À l'époque nous étions engagés dans une politique de coopération étroite, à la fois politique et économique, avec la Russie. Accompagnant le Président de la République, j'ai le souvenir de débats assez agités avec M. Poutine du fait de nos divergences de fond, mais nos deux nations coopéraient, y compris dans le secteur nucléaire – Rosatom et Areva travaillaient ensemble –, secteur dans lequel la collaboration se poursuit en dépit des événements ukrainiens puisqu'il est exempt de sanctions.
C'est moi qui suis allé chercher des investisseurs en Russie. Pour mener à bien la nationalisation des hauts fourneaux de Florange j'ai fait, pour ainsi dire, le tour du monde ; j'ai demandé à dix de nos ambassadeurs auprès de pays où étaient installées des industries sidérurgiques – Brésil, Italie, Russie, Canada et Japon, notamment – de prendre contact avec de potentiels co-investisseurs à la reprise des hauts fourneaux qu'ArcelorMittal abandonnait lâchement. Je me souviens d'une discussion avec un industriel russe qui avait été candidat malheureux face à Mittal dans l'offre publique d'achat (OPA) que celui-ci avait réussie quelques années plus tôt.
Nous étions dans un univers purement coopératif et, j'allais dire, amical. Nos positions très divergentes sur la Syrie n'empêchaient pas une coopération active dans tous les segments de l'action publique. Jean-Pierre Chevènement avait d'ailleurs été nommé par le Président de la République pour assurer le lien permanent entre les autorités russes et françaises, à l'instar de Jean-Pierre Raffarin avec la Chine. Un choix politique avait été fait, qui guidait tout le reste. Mais c'était une autre époque.
S'agissant des pays du Golfe, je me rappelle l'affaire du fonds Banlieue financé par le Qatar. Il était pour le moins curieux qu'une puissance étrangère se substitue à l'État défaillant pour sauver les banlieues françaises. Le projet a donc été réajusté.

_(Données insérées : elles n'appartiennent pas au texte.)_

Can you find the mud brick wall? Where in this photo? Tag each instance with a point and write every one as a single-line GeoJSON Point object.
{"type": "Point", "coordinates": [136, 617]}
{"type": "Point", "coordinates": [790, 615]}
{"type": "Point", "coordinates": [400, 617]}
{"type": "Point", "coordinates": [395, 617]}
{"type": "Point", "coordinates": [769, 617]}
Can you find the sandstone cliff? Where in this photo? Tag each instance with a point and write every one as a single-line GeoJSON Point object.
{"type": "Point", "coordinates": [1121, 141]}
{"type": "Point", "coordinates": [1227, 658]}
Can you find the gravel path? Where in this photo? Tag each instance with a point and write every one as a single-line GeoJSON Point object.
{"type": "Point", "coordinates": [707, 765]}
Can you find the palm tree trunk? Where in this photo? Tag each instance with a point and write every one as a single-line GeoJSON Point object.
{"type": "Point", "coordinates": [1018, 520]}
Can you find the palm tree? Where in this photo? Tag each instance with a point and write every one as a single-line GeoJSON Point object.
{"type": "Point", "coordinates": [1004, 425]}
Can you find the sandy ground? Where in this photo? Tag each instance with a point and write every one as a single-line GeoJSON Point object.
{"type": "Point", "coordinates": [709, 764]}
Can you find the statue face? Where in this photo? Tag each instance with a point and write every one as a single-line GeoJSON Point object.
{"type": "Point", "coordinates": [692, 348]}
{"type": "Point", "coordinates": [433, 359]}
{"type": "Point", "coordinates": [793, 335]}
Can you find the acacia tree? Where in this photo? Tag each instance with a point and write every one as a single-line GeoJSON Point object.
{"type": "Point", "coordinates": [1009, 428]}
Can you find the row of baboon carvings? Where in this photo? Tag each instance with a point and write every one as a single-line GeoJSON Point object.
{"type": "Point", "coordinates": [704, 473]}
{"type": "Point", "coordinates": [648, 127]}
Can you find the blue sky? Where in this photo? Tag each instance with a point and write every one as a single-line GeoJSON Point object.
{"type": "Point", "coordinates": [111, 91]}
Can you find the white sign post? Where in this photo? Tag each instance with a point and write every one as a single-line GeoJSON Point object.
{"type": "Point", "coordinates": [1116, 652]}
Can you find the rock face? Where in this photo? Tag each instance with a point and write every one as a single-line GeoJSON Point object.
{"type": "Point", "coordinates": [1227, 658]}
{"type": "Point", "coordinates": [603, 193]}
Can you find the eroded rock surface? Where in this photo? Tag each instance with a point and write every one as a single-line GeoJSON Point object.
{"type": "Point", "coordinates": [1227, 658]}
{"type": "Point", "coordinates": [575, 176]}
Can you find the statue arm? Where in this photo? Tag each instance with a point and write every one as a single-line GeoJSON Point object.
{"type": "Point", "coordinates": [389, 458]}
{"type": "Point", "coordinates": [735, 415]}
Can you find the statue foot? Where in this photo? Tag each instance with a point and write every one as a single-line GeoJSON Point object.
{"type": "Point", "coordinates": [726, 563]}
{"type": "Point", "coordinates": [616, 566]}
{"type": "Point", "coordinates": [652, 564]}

C'est nous qui allions discuter avec les Émirats arabes unis, où la France dispose d'une base militaire. J'ai effectué un voyage officiel avec le Président de la République au cours duquel nous discutions avec les détenteurs de fonds ; ils nous interrogeaient sur l'économie française et sur la capacité de notre pays à accueillir leurs éventuels investissements. Là aussi, la coopération était active et amicale, même si Areva avait échoué à construire une centrale nucléaire dans le pays.